TOWN OF NORTH YARMOUTH v. MOULTON

Reset A A Font size: Print

Supreme Judicial Court of Maine.

TOWN OF NORTH YARMOUTH v. Harold W. MOULTON Jr. et al.

Docket No. Cum-97-443.

Decided: May 01, 1998

Before WATHEN, C.J., and ROBERTS, CLIFFORD, RUDMAN, LIPEZ, and SAUFLEY, JJ. Joan M. Fortin (orally), Geoffrey H. Hole, Bernstein, Shur, Sawyer & Nelson, P.C., Portland, for plaintiff. John A. Graustein (orally), Deirdre M. Smith, Drummond, Woodsum & MacMahon, Portland, for defendants.

[¶ 1] Harold W. Moulton Jr. and Rosemary Moulton appeal from a judgment entered in the Superior Court (Cumberland County, Mills, J.) declaring that the Town of Yarmouth and the Town of North Yarmouth have jurisdiction over the Moultons' subdivision and that the jurisdiction is not limited to a joint meeting pursuant to 30-A M.R.S.A. § 4403(1-A) (1996 & Supp.1997).1  Because we conclude that the court correctly interpreted the subdivision statute in this case, we affirm the judgment.

[¶ 2] The facts are undisputed.   The Moultons are the developers of Sweetsir Farm, a proposed residential subdivision containing seventeen lots.   All of the lots are located entirely in Yarmouth.   The only access to Sweetsir Farm will be via Concord Circle, a northerly roadway connecting the subdivision to Deer Run Road, a public road in North Yarmouth.   A portion of Concord Circle, marked on a 1967 subdivision plan as “Reserved for a road,” is in North Yarmouth.

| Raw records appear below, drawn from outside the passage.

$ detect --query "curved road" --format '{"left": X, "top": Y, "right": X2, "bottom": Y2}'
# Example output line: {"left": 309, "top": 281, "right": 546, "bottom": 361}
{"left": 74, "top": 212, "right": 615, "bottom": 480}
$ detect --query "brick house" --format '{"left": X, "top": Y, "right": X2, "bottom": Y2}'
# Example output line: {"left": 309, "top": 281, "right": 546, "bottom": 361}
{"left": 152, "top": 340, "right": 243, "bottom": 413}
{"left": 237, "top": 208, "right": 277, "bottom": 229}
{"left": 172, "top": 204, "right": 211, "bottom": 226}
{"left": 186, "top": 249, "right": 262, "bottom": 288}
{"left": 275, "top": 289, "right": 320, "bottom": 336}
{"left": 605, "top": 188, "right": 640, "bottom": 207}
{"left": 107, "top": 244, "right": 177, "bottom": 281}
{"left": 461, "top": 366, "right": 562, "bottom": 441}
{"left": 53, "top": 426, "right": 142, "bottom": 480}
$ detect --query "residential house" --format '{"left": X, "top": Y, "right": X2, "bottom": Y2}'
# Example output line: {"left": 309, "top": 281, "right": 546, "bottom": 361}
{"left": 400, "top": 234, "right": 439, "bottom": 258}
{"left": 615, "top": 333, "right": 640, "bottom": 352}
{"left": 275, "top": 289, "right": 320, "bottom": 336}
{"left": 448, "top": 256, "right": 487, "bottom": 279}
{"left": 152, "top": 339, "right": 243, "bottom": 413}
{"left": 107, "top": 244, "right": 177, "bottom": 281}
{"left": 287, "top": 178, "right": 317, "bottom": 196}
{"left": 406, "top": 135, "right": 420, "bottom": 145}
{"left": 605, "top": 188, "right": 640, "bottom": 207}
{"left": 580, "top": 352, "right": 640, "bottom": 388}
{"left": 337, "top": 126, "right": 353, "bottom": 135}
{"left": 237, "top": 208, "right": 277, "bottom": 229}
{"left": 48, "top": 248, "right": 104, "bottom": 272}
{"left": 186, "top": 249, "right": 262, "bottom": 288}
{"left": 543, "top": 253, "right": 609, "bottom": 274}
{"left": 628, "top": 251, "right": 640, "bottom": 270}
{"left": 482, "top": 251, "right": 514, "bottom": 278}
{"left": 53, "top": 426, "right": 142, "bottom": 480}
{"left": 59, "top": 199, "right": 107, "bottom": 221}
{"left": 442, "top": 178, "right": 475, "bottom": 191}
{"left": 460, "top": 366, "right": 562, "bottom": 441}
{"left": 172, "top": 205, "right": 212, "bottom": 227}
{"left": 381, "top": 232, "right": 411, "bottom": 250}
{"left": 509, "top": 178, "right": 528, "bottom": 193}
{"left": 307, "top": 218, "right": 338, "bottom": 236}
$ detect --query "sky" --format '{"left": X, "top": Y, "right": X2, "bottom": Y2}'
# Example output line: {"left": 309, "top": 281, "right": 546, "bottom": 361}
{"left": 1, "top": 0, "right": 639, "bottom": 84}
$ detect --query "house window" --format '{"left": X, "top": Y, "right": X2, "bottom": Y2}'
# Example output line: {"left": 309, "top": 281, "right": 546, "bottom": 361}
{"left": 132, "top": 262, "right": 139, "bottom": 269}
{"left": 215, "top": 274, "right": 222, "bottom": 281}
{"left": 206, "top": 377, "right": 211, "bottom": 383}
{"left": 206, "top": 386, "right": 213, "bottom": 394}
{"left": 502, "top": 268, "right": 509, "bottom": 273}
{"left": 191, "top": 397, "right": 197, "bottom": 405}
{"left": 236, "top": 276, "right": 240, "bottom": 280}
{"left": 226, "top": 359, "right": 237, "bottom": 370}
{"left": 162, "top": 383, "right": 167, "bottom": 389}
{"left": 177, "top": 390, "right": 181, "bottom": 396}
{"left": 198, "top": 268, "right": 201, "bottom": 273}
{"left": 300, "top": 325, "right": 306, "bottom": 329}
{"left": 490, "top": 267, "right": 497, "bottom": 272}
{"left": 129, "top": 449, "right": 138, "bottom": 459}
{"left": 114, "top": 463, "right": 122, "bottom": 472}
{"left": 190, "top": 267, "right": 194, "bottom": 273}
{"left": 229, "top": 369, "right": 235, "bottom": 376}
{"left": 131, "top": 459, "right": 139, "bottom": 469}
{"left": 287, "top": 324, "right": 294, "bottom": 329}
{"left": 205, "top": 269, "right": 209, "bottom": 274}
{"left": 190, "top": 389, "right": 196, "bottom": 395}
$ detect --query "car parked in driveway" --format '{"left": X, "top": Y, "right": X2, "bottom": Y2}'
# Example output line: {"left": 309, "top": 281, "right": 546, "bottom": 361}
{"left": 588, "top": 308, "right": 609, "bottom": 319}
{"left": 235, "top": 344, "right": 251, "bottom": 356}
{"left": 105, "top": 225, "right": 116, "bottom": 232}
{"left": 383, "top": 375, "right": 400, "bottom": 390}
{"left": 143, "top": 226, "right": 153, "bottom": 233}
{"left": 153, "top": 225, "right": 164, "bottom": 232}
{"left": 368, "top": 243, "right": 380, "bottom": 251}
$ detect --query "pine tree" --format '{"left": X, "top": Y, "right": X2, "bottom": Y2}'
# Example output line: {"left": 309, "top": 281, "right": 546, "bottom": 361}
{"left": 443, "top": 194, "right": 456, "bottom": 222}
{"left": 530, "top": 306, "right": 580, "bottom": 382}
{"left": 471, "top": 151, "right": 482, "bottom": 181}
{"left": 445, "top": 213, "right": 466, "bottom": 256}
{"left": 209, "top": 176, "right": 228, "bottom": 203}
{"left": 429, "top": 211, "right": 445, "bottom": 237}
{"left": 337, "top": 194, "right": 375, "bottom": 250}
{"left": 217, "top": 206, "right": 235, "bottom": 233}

[¶ 3] The Moultons filed an application for subdivision approval with the Yarmouth Planning Board.   In February 1996, the Yarmouth and North Yarmouth Planning Boards held a joint meeting to discuss the application.   Later, the Moultons received approval from Yarmouth for the first phase of the subdivision.   In July 1996, North Yarmouth filed a declaratory judgment action against the Moultons, seeking to establish that the presence of the access road in North Yarmouth required that the Moultons receive North Yarmouth's approval of their subdivision pursuant to 30-A M.R.S.A. § 4406 (1996 & Supp.1997).

[¶ 4] The case was submitted to the Superior Court on stipulated facts.   The court concluded that the statutory definitions of “subdivision” and “tract or parcel of land,” see 30-A M.R.S.A. § 4401(4), (6) (1996), “contradict [ ] the [Moultons'] argument that none of the ‘subdivision’ is in North Yarmouth because only access to the subdivision and none of the lots or common areas of the subdivision are in North Yarmouth.”   The court held that the subdivision crossed municipal boundaries, and that North Yarmouth's authority was not limited to participation in a joint meeting pursuant to 30-A M.R.S.A. § 4403(1-A).   The Moultons appealed.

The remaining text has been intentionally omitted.